Un insegnante, forse cogliendo un malcontento diffuso sui contenuti e sui metodi delle lezioni precedenti esclama, forse all’indirizzo degli organizzatori del corso: “ma questi non hanno capito che siamo informatici, economisti, matematici, mica psicologi o pedagogisti”.

Preso alla sprovvista, mi scappa un “si, è vero che siete informatici, economisti, matematici….., ma siete anche insegnanti di informatica, economia, matematica…”. Dal silenzio seguito e dalle occhiate traverse ho capito di averla detta grossa.

Fine del aneddoto e via con una raffica di domande, queste si, retoriche.

  • E’ necessario che chi fa di mestiere l’insegnante conosca, quanto meno, le teorie dell’apprendimento per comprendere l’ “oggetto” del suo lavoro?
  • E’ necessario che chi fa di mestiere l’insegnante conosca, quanto meno, un certo numero di tecniche didattiche per scegliere quella più adatta alla situazione che si trova ad affrontare?
  • E’ necessario che chi fa di mestiere l’insegnante conosca le principali problematiche che si presentano in una situazione educativa per saperle fronteggiare?
  • E’ necessario che chi fa di mestiere l’insegnante conosca le principali problematiche psicologiche che caratterizzano una situazione di insegnamento e di apprendimento?
  • E’ sufficiente che per insegnare una persona si affidi al buon senso, all’intuizione, all’esperienza?
  • Esiste uno specifico professionale dell’insegnare o basta che una persona conosca una disciplina per poterla insegnare?
  • Per insegnare basta imitare il comportamento di quelli che furono i nostri più bravi insegnanti?

Io credo che per insegnare sia necessario conoscere 3 cose:

  1. la propria disciplina (l’oggetto)
  2. come insegnare (le basi del mestire)
  3. come insegnare la propria disciplina (la specificità dell’insegnamento di una disciplina).

Non so, però, quanto sia condiviso questo convincimento.
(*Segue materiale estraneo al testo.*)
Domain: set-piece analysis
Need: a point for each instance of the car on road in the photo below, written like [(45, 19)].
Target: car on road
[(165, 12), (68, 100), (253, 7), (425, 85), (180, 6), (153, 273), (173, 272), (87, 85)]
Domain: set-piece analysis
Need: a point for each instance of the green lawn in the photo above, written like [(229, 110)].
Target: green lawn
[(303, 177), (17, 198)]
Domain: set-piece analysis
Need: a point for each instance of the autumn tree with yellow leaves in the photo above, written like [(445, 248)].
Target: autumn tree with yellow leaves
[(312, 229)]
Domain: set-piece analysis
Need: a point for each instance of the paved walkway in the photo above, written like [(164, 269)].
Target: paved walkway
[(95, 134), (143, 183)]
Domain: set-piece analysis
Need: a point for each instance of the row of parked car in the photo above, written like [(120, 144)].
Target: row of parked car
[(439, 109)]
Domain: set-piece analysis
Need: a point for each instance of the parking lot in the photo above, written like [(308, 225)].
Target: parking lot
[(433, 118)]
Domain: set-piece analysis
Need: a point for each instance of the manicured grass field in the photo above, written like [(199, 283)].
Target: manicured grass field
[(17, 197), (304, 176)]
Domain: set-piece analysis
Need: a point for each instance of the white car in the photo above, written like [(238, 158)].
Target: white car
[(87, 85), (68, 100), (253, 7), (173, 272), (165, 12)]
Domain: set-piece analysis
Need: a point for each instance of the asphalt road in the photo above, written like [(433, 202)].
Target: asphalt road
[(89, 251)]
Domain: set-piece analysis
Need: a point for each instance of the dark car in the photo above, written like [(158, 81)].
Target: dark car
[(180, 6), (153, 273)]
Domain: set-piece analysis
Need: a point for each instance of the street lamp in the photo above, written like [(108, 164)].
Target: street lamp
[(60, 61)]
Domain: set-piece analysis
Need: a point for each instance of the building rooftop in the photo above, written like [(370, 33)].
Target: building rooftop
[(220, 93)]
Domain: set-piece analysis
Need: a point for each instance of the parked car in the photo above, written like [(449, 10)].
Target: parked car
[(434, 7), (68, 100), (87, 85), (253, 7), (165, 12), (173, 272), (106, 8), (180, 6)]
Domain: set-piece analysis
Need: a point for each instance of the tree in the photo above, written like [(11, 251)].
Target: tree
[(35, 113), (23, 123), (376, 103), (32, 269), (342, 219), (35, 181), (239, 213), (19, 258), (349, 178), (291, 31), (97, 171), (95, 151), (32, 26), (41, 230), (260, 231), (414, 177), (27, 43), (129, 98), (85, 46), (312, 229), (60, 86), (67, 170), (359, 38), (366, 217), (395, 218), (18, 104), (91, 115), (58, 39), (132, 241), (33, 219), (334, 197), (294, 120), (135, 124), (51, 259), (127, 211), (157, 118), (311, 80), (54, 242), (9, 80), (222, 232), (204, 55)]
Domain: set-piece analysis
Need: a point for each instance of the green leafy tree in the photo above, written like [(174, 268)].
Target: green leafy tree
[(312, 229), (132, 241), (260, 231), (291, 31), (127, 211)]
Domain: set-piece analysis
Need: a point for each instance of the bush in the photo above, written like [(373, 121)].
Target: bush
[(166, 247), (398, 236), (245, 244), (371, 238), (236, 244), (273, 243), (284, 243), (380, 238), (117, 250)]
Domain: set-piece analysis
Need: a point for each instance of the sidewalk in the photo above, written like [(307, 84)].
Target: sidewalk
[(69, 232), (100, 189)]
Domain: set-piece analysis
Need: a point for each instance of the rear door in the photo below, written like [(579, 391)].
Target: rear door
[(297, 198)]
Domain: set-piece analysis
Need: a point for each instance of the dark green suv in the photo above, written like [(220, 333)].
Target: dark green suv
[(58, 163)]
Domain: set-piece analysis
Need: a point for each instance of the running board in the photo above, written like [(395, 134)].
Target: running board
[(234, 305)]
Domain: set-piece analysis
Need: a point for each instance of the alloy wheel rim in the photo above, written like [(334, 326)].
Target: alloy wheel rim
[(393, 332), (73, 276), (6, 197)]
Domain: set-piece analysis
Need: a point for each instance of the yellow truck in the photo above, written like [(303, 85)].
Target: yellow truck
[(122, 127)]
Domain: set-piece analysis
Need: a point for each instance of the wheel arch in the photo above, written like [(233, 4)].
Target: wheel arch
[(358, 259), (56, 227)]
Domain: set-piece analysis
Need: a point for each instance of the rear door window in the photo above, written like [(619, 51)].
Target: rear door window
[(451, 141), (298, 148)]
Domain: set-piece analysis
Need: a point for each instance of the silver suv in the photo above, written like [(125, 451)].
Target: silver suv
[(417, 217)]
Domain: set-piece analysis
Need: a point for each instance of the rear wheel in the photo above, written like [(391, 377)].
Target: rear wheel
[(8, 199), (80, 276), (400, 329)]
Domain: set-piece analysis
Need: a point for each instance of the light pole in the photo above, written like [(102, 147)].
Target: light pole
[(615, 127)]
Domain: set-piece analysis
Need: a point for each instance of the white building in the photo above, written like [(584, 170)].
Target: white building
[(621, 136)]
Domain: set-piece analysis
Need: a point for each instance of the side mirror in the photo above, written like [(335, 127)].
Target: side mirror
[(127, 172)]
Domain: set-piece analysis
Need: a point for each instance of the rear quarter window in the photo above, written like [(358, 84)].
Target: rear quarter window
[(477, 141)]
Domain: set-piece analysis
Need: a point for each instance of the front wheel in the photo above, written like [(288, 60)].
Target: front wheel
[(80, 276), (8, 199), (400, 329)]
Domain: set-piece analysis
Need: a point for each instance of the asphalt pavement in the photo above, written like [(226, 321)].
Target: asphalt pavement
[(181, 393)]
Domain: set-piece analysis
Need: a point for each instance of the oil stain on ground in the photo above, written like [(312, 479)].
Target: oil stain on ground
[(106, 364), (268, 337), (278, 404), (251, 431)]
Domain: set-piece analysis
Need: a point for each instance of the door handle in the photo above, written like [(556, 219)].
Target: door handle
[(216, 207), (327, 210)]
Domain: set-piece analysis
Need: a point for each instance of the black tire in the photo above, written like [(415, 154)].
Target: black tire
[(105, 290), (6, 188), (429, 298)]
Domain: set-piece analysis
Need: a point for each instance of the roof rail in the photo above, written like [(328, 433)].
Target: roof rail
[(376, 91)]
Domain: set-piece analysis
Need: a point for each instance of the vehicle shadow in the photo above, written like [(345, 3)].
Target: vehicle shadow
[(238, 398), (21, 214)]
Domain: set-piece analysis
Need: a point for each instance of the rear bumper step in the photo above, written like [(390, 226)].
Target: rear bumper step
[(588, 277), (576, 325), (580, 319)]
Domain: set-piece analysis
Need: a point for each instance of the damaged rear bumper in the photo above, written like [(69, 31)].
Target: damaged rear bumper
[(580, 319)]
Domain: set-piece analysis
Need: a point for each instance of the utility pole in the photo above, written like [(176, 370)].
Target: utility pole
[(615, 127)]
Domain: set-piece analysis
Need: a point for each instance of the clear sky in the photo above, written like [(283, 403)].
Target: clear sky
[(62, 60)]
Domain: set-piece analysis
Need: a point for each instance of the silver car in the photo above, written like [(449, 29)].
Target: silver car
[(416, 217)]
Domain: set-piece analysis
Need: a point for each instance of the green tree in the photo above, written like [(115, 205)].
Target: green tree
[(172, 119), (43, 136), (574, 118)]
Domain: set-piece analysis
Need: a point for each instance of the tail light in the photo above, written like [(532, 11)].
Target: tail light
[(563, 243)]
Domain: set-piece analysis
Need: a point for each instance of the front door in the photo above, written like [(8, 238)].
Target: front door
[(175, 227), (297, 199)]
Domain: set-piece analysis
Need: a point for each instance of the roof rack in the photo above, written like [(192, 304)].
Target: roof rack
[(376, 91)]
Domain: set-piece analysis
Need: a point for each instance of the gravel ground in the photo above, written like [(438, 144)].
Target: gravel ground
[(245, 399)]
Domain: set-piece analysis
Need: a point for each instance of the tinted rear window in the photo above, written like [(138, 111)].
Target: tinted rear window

Vedo parecchia gente affrontare il lavoro di insegnante con leggerezza, come fosse un mestiere che tutti possono fare, basta avere un titolo di studio, un minimo di cultura e buon senso.

Tutto questo avendo ben presente che non tutte le dinamiche della riuscita scolastica sono nelle mani dell’insegnante pur professionalizzato; soprattutto nei casi più difficili.
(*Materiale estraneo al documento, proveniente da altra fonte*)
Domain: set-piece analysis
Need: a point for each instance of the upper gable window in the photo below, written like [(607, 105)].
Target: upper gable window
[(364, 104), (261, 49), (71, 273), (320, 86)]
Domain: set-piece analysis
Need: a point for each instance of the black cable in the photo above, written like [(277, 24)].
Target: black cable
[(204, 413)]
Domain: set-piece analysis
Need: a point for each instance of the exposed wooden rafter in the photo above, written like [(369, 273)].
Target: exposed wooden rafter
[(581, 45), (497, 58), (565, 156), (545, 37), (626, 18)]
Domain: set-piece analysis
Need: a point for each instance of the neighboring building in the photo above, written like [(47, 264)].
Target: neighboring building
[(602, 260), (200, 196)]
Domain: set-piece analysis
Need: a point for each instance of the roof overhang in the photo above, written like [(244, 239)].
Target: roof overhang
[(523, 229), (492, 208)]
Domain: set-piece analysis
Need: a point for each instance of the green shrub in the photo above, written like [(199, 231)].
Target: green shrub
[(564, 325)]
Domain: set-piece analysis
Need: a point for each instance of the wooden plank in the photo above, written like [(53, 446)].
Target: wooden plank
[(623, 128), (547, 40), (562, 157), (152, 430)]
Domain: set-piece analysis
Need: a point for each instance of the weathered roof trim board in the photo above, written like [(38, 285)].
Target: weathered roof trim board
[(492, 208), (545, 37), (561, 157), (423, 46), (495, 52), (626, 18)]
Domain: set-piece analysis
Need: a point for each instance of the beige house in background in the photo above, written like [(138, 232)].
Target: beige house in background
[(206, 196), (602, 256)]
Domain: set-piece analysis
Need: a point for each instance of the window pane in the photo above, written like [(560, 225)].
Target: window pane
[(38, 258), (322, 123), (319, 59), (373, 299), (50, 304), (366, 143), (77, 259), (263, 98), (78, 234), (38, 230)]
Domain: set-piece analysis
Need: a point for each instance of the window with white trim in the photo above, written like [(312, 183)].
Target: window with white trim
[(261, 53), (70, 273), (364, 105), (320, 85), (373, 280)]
A questo proposito vi rendo partecipi di una annotazione che mi ha fatto Jonassen proprio ieri in una conversazione via mail per mettere a punto una attività su cui stiamo lavorando. Gli chiedevo se fosse utile definire anche un metodo per la diagnosi dei problemi di apprendimento riscontrati in aula dagli insegnanti e lui mi risponde (copio ed incollo):

I am not sure how useful this will be. These kids are adolescents, who are controlled more by their hormones than their brains. From the information that I have, I believe that they are academically challenged; they have poor academic self-concepts (low self-efficacy), and so they see school as irrelevant. They have short attention spans, so tasks cannot be too complex. Those are difficult problems that will not be solved completely by any strategies.
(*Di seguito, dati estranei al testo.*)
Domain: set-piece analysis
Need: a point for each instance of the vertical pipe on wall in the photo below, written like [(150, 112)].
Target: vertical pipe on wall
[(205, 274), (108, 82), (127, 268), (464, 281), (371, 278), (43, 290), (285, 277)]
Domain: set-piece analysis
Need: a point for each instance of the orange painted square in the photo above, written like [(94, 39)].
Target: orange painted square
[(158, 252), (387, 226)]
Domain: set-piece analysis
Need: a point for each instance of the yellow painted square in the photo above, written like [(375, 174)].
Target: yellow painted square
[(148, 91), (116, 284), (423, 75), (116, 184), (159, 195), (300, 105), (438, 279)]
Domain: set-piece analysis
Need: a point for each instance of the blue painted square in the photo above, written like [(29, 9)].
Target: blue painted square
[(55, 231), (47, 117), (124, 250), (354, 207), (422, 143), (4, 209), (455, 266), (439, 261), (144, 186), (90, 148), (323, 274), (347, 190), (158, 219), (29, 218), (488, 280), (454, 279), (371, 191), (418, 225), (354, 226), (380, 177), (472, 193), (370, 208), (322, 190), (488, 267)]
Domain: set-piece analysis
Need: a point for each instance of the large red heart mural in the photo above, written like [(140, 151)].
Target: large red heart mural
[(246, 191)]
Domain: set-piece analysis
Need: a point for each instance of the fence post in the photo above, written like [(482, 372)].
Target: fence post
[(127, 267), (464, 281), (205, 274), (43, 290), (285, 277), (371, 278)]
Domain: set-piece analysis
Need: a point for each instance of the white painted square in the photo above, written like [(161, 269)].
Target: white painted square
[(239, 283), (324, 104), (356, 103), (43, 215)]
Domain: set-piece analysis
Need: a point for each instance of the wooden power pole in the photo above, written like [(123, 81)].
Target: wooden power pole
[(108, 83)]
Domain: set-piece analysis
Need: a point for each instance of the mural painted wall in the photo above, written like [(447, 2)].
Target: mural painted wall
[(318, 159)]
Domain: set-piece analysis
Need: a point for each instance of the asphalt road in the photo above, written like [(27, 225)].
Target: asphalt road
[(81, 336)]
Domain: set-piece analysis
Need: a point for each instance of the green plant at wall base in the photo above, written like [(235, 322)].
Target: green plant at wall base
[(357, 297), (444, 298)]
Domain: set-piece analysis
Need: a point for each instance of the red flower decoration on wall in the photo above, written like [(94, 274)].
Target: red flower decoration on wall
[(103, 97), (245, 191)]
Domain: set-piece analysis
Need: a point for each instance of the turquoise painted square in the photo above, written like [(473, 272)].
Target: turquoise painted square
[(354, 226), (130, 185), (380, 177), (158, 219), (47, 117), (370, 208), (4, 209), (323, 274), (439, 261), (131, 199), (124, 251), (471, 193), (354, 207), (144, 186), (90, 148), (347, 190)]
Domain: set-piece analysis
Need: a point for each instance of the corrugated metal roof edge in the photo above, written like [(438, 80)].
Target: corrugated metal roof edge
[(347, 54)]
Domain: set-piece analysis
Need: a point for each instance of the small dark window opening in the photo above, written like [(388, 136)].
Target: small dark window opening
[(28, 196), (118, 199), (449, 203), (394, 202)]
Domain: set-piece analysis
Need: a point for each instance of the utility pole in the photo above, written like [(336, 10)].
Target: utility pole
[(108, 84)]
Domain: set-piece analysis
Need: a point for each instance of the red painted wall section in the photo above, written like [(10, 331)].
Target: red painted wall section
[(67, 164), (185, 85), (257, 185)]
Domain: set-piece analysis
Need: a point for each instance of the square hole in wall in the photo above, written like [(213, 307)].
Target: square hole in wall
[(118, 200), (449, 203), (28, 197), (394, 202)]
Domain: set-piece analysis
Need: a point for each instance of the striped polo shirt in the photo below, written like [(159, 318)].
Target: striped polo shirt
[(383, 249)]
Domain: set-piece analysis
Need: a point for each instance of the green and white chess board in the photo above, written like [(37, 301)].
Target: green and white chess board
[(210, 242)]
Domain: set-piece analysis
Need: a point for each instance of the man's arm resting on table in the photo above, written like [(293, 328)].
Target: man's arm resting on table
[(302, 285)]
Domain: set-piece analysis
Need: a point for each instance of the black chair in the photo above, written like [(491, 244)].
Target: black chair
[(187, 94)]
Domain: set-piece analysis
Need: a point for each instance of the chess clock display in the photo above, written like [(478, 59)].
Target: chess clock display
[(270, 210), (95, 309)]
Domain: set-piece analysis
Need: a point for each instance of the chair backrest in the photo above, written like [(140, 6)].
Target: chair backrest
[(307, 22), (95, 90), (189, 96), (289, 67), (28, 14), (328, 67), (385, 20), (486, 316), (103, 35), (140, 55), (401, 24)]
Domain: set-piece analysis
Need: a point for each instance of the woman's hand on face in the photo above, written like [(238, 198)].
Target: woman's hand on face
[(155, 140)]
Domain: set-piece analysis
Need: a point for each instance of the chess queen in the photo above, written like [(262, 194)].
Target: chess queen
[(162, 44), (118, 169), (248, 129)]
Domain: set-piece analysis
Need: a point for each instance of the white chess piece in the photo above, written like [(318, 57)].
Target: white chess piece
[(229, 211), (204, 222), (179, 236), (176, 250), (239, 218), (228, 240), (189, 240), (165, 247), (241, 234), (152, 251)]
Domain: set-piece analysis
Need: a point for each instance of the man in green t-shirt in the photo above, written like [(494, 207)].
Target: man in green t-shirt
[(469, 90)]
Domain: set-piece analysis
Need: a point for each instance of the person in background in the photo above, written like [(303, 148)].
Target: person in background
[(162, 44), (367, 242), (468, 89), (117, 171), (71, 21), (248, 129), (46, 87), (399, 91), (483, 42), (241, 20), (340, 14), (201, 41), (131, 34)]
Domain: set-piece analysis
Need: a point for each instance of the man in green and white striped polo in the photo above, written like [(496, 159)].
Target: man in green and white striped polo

Gli chiederò di approfondirmi la questione perché rimane il problema dell’insegnante che va in un’aula difficile, non sa che pesci pigliare e ne esce pazzo.

Assolti, quindi, gli insegnanti che non sono in grado di affrontare TUTTE le situazioni didattiche e TUTTI i problemi di apprendimento.

Colpevoli, però, quelli che non sanno affrontare con competenza le situazioni definibili “ordinarie”.

PS: leggo, poco prima di pubblicare su la Repubblica nella rubrica “lettere” di Corrado Augias, il titolo della lettera principale: Riforma della scuola? Insegnare bene.

Passo e chiudo.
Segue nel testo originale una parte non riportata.